Premier voyage avec Françoise Sagan que je ne connaissais que de réputation. Ce petit roman possède une force incroyable, que j'ai rarement pu observer dans la littérature, pas de manière aussi imposante tout du moins : il y a deux récits qui s'entremêlent, l'histoire en elle-même, assez linéaire par son propos, beaucoup moins par sa réalisation, et les commentaires/réflexions de l'auteur sur, certes ce qu'elle nous raconte, mais aussi sur sa propre vie. Forcément, l'immersion ("scénaristiquement" parlant) en est réduite puisqu'on observe les rouages de l'histoire, toute la mécanique qui permet de planter des personnages, des lieux, des situations, Sagan s'impose comme une marionnettiste touchante, rigolote et surtout très cynique sur sa propre vie, son entourage ou ses "deux Suédois" comme elle appelle les personnages principaux de son livre. Elle est la grande inquisitrice et plante tous les décors. C'est original et caustique.
On peut dès lors trouver le procédé immersif dans sa globalité ; je me suis vraiment senti impliqué avec Sagan dans la découverte de ce roman voire même dans son écriture. Comme un moment privilégié avec elle, une sorte de voyage à deux en première classe. Certaines réflexions qu'elle se fait sur le monde qui l'entoure, de par leur décalage absurde, sont délicieuses et reflètent une grande profondeur d'esprit. J'ai préféré mille fois la narration de sa vie aux élans fusionnels de ses suédois.

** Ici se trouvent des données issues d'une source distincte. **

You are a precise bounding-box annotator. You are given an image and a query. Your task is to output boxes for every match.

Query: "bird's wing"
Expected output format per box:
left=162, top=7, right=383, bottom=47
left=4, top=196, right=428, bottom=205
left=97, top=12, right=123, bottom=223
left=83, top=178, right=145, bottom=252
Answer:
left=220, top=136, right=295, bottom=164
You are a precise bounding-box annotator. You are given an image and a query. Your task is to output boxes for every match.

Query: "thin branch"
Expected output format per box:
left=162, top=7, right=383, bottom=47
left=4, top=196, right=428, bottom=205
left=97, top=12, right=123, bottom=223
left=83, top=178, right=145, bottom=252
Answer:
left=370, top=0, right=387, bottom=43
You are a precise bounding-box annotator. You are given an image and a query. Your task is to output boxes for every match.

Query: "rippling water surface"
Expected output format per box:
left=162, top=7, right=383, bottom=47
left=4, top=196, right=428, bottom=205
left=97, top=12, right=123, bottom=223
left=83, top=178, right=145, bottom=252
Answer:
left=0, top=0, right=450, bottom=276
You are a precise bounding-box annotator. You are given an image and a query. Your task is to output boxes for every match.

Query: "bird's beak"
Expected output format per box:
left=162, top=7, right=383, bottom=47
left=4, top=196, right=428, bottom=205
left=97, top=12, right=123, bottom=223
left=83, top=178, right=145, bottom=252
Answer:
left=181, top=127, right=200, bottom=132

Je ne sais pas si c'est le meilleur roman pour débuter notre romance littéraire elle et moi, mais ce fut captivant et instructif. Même si les relations entre les personnages m'ennuyaient parfois, certains passages sont très forts émotionnellement - et plus particulièrement le dernier tiers du livre. Je vous le conseille pour l'objet en lui-même, n'ayant pas été séduit plus que ça que ce soit par son style ou la puissance de ses ressentis. Je continuerai avec Bonjour Tristesse, son premier roman, dans quelques mois.